In the present paper, we provide an overview of our recent work in utilizing head models based on individual structural MRI scans or age specific head models to reconstruct the cortical generators of high density EEG. This article describes how EEG recordings are acquired, processed, and analyzed with pediatric populations at the London Baby Lab, including laboratory setup, task design, EEG preprocessing, MRI processing, and EEG channel level and source analysis. 

Introduction

President Barack Obama described the human brain as the next frontier of scientific discovery with high importance for health and economy(http://www.whitehouse.gov/share/brain-initiative). However, like any other field in the natural sciences, neuroscience depends on advances in methodologies and analysis techniques for progress. Two commonly used non invasive tools in studies about brain function in humans are magnetic resonance imaging (MRI) and electroencephalography (EEG). These tool exploit different physical properties and provide different insights into brain function with unique advantages and disadvantages. MRI uses the magnetic properties of water molecules within magnetic fields to obtain images of living tissues. The subject needs to be placed in a magnet with high field strength. The participant's movement is restricted during this procedures and the participant has to tolerate noise caused by rapid changes in the magnetic field. In addition to structural images, MRI also provides the possibility to measure changes in blood oxygenation to investigate brain function (fMRI). In summary, MRI offers relatively high spatial resolution of up to 0.5 mm3 with modern high fields scanners and optimized parameters4. In contrast, the temporal resolution of fMRI is limited to the slow kinetics of the BOLD response, which only indirectly reflects the high temporal dynamics of neural activity5,6.

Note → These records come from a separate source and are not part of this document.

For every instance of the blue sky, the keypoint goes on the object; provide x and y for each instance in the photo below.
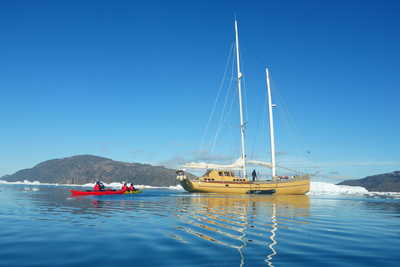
(136, 81)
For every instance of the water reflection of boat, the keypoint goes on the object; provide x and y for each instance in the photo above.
(236, 221)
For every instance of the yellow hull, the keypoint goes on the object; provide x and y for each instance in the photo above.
(287, 187)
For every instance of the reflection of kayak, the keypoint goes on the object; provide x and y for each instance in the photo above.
(136, 191)
(100, 193)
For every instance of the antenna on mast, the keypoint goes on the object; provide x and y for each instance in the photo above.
(271, 126)
(239, 77)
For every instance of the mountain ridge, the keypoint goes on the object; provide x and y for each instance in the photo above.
(386, 182)
(81, 169)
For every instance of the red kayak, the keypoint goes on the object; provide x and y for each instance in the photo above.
(96, 193)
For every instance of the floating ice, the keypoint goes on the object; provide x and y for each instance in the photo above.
(321, 188)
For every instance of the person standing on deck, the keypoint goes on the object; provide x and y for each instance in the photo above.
(254, 175)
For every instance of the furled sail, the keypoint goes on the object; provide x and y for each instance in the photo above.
(237, 165)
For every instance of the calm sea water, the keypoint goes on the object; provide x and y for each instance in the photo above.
(44, 226)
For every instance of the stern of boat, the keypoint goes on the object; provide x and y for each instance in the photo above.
(184, 181)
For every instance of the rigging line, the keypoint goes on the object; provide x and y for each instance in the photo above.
(291, 123)
(229, 89)
(260, 131)
(222, 82)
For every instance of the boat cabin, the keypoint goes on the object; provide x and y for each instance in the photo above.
(221, 175)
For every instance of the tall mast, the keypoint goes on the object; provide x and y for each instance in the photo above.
(239, 77)
(271, 127)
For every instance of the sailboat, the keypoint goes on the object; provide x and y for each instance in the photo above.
(221, 178)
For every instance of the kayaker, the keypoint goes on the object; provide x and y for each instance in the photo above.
(131, 188)
(97, 186)
(102, 187)
(124, 187)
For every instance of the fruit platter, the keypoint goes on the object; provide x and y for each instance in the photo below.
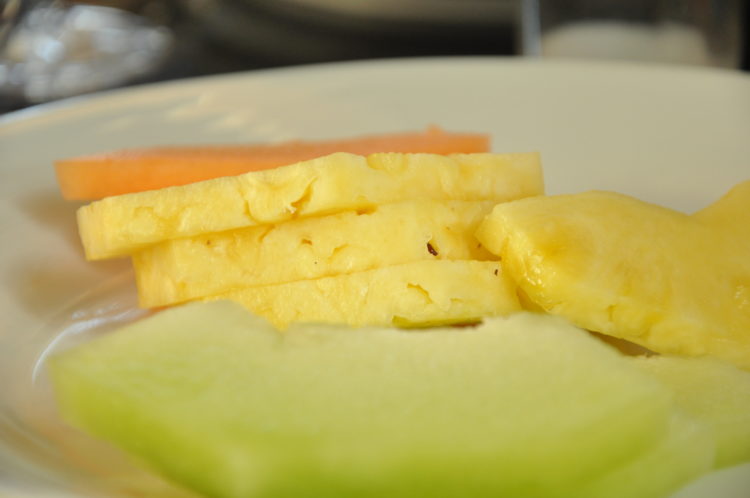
(381, 278)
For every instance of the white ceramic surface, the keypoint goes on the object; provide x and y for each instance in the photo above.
(676, 136)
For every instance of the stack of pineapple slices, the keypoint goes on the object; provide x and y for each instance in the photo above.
(386, 239)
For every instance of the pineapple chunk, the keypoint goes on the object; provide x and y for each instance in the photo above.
(612, 264)
(416, 294)
(122, 225)
(184, 269)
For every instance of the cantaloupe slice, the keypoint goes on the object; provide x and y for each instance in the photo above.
(184, 269)
(417, 294)
(136, 170)
(217, 400)
(121, 225)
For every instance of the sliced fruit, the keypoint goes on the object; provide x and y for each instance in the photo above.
(419, 294)
(612, 264)
(713, 392)
(136, 170)
(124, 224)
(184, 269)
(682, 454)
(216, 399)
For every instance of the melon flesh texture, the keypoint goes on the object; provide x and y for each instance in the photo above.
(184, 269)
(685, 452)
(136, 170)
(216, 399)
(122, 225)
(420, 294)
(713, 392)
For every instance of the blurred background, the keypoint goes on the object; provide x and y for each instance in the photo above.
(55, 49)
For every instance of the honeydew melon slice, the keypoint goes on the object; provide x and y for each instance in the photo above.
(216, 399)
(713, 392)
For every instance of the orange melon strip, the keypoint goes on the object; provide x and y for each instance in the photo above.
(135, 170)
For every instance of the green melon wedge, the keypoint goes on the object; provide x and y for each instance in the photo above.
(216, 399)
(711, 391)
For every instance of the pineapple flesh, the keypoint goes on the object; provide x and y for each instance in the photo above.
(419, 294)
(122, 225)
(667, 281)
(183, 269)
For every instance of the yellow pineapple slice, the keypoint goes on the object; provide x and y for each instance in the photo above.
(183, 269)
(121, 225)
(423, 293)
(670, 282)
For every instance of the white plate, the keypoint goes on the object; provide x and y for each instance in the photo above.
(679, 137)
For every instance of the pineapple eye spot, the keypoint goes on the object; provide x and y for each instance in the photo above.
(366, 211)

On the other hand, EEG measures changes in electrical activity caused by the activity of neurons through electrodes placed on the scalp. Recent advances in EEG technology allow quick and easy application of the sensors for short term or long term and stationary as well as ambulatory recordings. Because EEG is less restrictive, it is also the method of choice for certain participant populations that do not tolerate the MRI environment well like pediatric and certain geriatric and psychiatric populations. The properties of EEG show an inverse pattern to those of MRI: the temporal resolution is very high with millisecond precision, but the spatial resolution is limited. Electrical currents pass through different tissues between their generator and the EEG electrodes on the surface of the scalp. This leads to mixing and spatial smearing of source activity known as the volume conduction effect. Therefore, activity measured by the electrodes on the surface of the scalp reflects activity from multiple sources that might be distant to the position of the electrode on the head1,7.

Much work in recent years has been dedicated to the merging of MRI and EEG in order to take advantage of their respective strengths. One line of work is dedicated to the simultaneous acquisition of EEG and MRI in functional studies. Another approach is to use the spatial information provided by structural MRI to take account of the volume conduction effect through biophysical modelling. The use of structural information for source reconstruction of EEG recordings is particularly useful for studies involving a pediatric population. The investigation of the development of brain function is central to understanding how complex cognitive skills are built on top of simple precursors8.

These investigations help to highlight changes in the neural substrates and response properties that correlate with changes in behavioral performance. However, the investigation of brain function and cognition during development also poses specific challenges. Particularly, the opportunity for functional MRI studies is limited as young children and infants either have to be asleep or sedated to obtain MRI data without movement artifacts and negative impact on participant wellbeing. Further, EEG is perceived as less risky and invasive by parents, which makes the recruitment of research participants easier. Therefore, EEG is the method of choice for many investigations of brain function in young children. Methodological advances in EEG systems allow the application of high density electrode arrays with 128 or more channels within minutes. Ease of application and wearing comfort are sufficient to even allow EEG recording in the youngest infants. However, often researchers are not only interested in the temporal dynamics of responses to particular stimuli, but would also like to compare the neural substrates that mediate the responses.

A prevailing assumption in channel level ERP analysis comparing different age groups is that the same neural substrates respond, but that the timing or response amplitude varies across ages9. Similar scalp topography is often used as an indicator of similar underlying neural activity. However, many different source configurations can lead to similar scalp topographies10. By applying source estimation, this uncertainty can be reduced and quantified. The independence of observations is critical for network accounts of brain function: if the sources are mixed, correlations will be biased towards higher local connectivity. Source reconstruction can be applied to reduce this bias11. Alternatively, differences in timing and phase can be used for connectivity analysis, but these mathematical models require assumptions that are hard to evaluate in non simulated data12. In summary, source estimation provides additional information to channel level EEG and ERP analysis based on knowledge about anatomy and biophysical properties of tissue.

Different algorithms have been devised to find solutions to the inverse problem. These algorithms fall broadly into two categories: parametric and non parametric13. Parametric models assume one or multiple dipoles that may vary in location, orientation and strength. In contrast, non parametric models contain a large number of dipoles with fixed location and orientation. In these models, the scalp electrical activity is explained as a combination of activations in the fixed dipoles10,13,14. Non parametric, distributed source models can be based on knowledge about anatomy and conductivity in different media. Boundary Element Models incorporate conductivity values for the main tissues of the head with different shells for the brain, cerebro spinal fluid, and skull. This is based on the assumption that conductivity is mostly constant within each compartment, but that marked changes occur at the boundary of different compartments. Finite element models are based on further segmentation of MR scans into grey and white matter so that conductivity values can be assigned to each voxel15.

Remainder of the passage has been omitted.